当然ながら上記のイギリスの宿題のように本来の「読解力」とは文章に限らず、もっと幅広い意味を持つものです。

では今後求められる読解力とはどういうものなのか、PISAの結果からみていきましょう。

PISA型読解力

国際的に実施されている学習達成度調査(PISA)において日本人の読解力が必ずしも高くないということが明らかになってきました。

※PISA…学習達成度調査(PISA)とはProgramme for International Student Assessmentの略で、OECD加盟国の世界79カ国・地域の15歳を対象に読解力と数学的・科学的応用力を測ることを目的としています。
PISAは2000年に第一回調査が開始され、その後3年ごとに調査が行われています。

事実、先日もニュースになったのですが、日本は2018年実施のPISAの結果「読解力」の平均点が落ち、前回の8位から15位に下落しています。
(詳しくは「日本は2年連続低下・・・学習達成度調査(PISA)っていったい何?」を見てみてください)

実は日本の教育においてつかわれている「読解力」という言葉がPISAで使われている読解力(PISA型読解力)とは異なっているからです。

PISA型読解力とは

・テキストに書かれた情報を理解するだけでなく、「解釈」し、「熟考」することを含む。
・テキストを単に読むだけでなく、テキストを利用したり、テキストに基づいて自分の意見を論じたりできる。
・テキストの内容だけでなく、構造・形式・表現法も評価の対象となる。
・テキストには、文学的な文章や説明的文章などの「連続型テキスト」だけでなく、図・グラフ・表などの「非連続型テキスト」を含んでいる。

というもの。こうしてみるともうすぐ始まる大学入試改革と通じるものがあるように感じます。

大学入試への影響

実際に大学入試共通テストの試行版ともいえるプレテストにおいて、国語の科目では法律などの実用的な文章や資料が問題文として取り上げられ、複数の情報から複合的に正解を求めさせる傾向が目立っていました。著作権法が題材に選ばれたこともあり、このあたりは個人的にはネット社会の中で氾濫する情報から正しい情報を判断させる力を身に付ける狙いもあるのかと思います。またプレテストではグラフや図表も資料として用いられており、PISAのレベルの読解力を身に付けることは今後求められる読解力を考えるうえで無視はできないかと考えます。

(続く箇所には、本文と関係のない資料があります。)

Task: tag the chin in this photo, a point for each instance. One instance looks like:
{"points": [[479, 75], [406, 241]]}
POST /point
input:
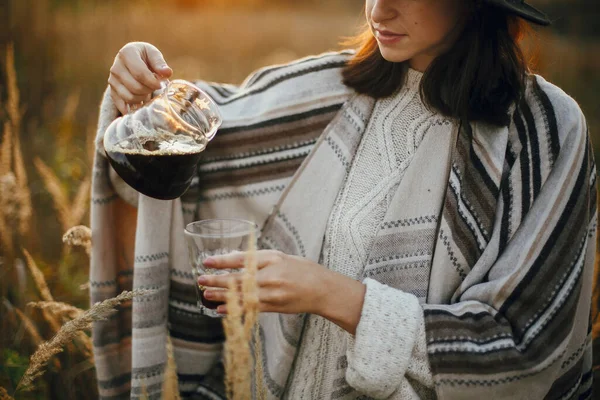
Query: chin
{"points": [[394, 55]]}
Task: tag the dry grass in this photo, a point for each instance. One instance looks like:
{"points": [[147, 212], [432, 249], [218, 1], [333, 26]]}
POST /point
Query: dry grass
{"points": [[240, 323], [6, 150], [4, 394], [38, 278], [14, 113], [63, 310], [47, 350], [69, 213], [79, 236]]}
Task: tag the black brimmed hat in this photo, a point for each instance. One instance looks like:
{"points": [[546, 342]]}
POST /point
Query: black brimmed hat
{"points": [[522, 9]]}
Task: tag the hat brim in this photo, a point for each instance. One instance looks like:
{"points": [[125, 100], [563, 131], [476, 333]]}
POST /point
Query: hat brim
{"points": [[523, 10]]}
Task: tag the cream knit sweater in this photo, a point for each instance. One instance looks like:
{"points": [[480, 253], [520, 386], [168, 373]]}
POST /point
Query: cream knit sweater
{"points": [[397, 127]]}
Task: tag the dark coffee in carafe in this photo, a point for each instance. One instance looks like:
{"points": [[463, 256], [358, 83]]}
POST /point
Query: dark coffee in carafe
{"points": [[162, 169]]}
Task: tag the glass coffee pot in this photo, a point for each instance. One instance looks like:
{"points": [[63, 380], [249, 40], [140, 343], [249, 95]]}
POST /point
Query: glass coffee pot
{"points": [[156, 148]]}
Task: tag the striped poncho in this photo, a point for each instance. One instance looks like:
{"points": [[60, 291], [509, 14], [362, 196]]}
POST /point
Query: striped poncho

事実、PISAの結果は日本の教育方針にも大きな影響を与えています。
今は学生の習う内容も増え、脱ゆとり教育となっていますが、その背景には学習達成度調査(PISA)での日本の順位が下がったこともあるそうです。

ちなみに先ほどのイギリスの宿題の内容もPISA型の読解力を求めるものですね。

大人になってからも読解力は大切

そして、そもそも読解力は国語のテストのときだけ必要とされるものではありません。

大人になってからも必要とされるものですし、それ以前の大学入試においても小論文として読解力を駆使する場面は出てきます。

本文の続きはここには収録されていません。